10. Regression model with time series errors
da = read.table("w-gs1n36299.txt",header=T)
head(da)
## y1 y3 date
## 1 3.24 3.70 19620104
## 2 3.32 3.75 19620112
## 3 3.29 3.80 19620120
## 4 3.26 3.77 19620126
## 5 3.29 3.80 19620202
## 6 3.29 3.76 19620208
y3 = da$y3
y1 = da$y1
qplot(y1, y3, geom = "point", colour = "red", xlab = "one-year", ylab = "three-year")
m1=lm(y3~y1) ## linear model (linear regression analysis)
summary(m1)
##
## Call:
## lm(formula = y3 ~ y1)
##
## Residuals:
## Min 1Q Median 3Q Max
## -1.8121 -0.4023 0.0031 0.4026 1.3388
##
## Coefficients:
## Estimate Std. Error t value Pr(>|t|)
## (Intercept) 0.910687 0.032250 28.24 <2e-16 ***
## y1 0.923854 0.004389 210.51 <2e-16 ***
## ---
## Signif. codes: 0 '***' 0.001 '**' 0.01 '*' 0.05 '.' 0.1 ' ' 1
##
## Residual standard error: 0.538 on 1965 degrees of freedom
## Multiple R-squared: 0.9575, Adjusted R-squared: 0.9575
## F-statistic: 4.431e+04 on 1 and 1965 DF, p-value: < 2.2e-16
autoplot(ts(m1$residuals), main = "residual", ylab = "residual")
acf(m1$residuals)
r3 = diff(y3)
r1 = diff(y1)
qplot(r1, r3, colour = "red")
m2 = lm(r3~r1)
summary(m2)
##
## Call:
## lm(formula = r3 ~ r1)
##
## Residuals:
## Min 1Q Median 3Q Max
## -0.38060 -0.03338 -0.00054 0.03437 0.47418
##
## Coefficients:
## Estimate Std.
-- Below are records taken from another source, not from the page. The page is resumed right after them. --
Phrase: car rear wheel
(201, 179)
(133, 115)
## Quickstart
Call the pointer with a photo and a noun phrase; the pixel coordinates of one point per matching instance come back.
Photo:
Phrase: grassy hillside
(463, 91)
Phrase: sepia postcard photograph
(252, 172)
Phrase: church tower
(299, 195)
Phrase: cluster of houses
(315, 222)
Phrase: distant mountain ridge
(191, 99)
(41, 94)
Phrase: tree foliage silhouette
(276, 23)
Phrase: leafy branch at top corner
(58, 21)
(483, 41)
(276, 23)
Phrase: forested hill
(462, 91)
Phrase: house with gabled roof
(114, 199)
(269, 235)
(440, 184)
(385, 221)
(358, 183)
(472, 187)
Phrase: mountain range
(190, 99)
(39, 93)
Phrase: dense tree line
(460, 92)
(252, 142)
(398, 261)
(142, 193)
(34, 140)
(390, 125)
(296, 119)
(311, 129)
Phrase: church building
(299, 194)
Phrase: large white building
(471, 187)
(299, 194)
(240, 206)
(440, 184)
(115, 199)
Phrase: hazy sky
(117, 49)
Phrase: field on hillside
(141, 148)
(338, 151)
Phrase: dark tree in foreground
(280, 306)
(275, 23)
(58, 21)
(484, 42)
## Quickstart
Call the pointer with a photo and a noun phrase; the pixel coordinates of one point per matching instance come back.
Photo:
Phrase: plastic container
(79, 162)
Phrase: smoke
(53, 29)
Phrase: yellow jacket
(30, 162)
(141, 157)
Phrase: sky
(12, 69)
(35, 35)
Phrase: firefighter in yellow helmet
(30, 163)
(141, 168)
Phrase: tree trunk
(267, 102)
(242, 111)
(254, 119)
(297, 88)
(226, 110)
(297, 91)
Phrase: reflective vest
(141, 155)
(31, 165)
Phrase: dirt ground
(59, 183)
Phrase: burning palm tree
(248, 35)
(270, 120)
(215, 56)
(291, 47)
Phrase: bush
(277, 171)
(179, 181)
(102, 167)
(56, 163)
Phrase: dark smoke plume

Error t value Pr(>|t|)
## (Intercept) 0.0002475 0.0015380 0.161 0.872
## r1 0.7810590 0.0074651 104.628 <2e-16 ***
## ---
## Signif. codes: 0 '***' 0.001 '**' 0.01 '*' 0.05 '.' 0.1 ' ' 1
##
## Residual standard error: 0.06819 on 1964 degrees of freedom
## Multiple R-squared: 0.8479, Adjusted R-squared: 0.8478
## F-statistic: 1.095e+04 on 1 and 1964 DF, p-value: < 2.2e-16
m2 = lm(r3 ~ -1+r1) # remove the insignificant constant term
summary(m2)
##
## Call:
## lm(formula = r3 ~ -1 + r1)
##
## Residuals:
## Min 1Q Median 3Q Max
## -0.38036 -0.03314 -0.00030 0.03462 0.47444
##
## Coefficients:
## Estimate Std. Error t value Pr(>|t|)
## r1 0.781065 0.007463 104.7 <2e-16 ***
## ---
## Signif. codes: 0 '***' 0.001 '**' 0.01 '*' 0.05 '.' 0.1 ' ' 1
##
## Residual standard error: 0.06818 on 1965 degrees of freedom
## Multiple R-squared: 0.8479, Adjusted R-squared: 0.8478
## F-statistic: 1.095e+04 on 1 and 1965 DF, p-value: < 2.2e-16
acf(m2$residuals)
(m3 = arima(r3,order=c(0,0,1),xreg=r1,include.mean=F))
##
## Call:
## arima(x = r3, order = c(0, 0, 1), xreg = r1, include.mean = F)
##
## Coefficients:
## ma1 r1
## 0.2115 0.7824
## s.e. 0.0224 0.0077
##
## sigma^2 estimated as 0.004456: log likelihood = 2531.84, aic = -5057.67
acf(m3$residuals) #A regression model with other ARMA errors may fit the data better.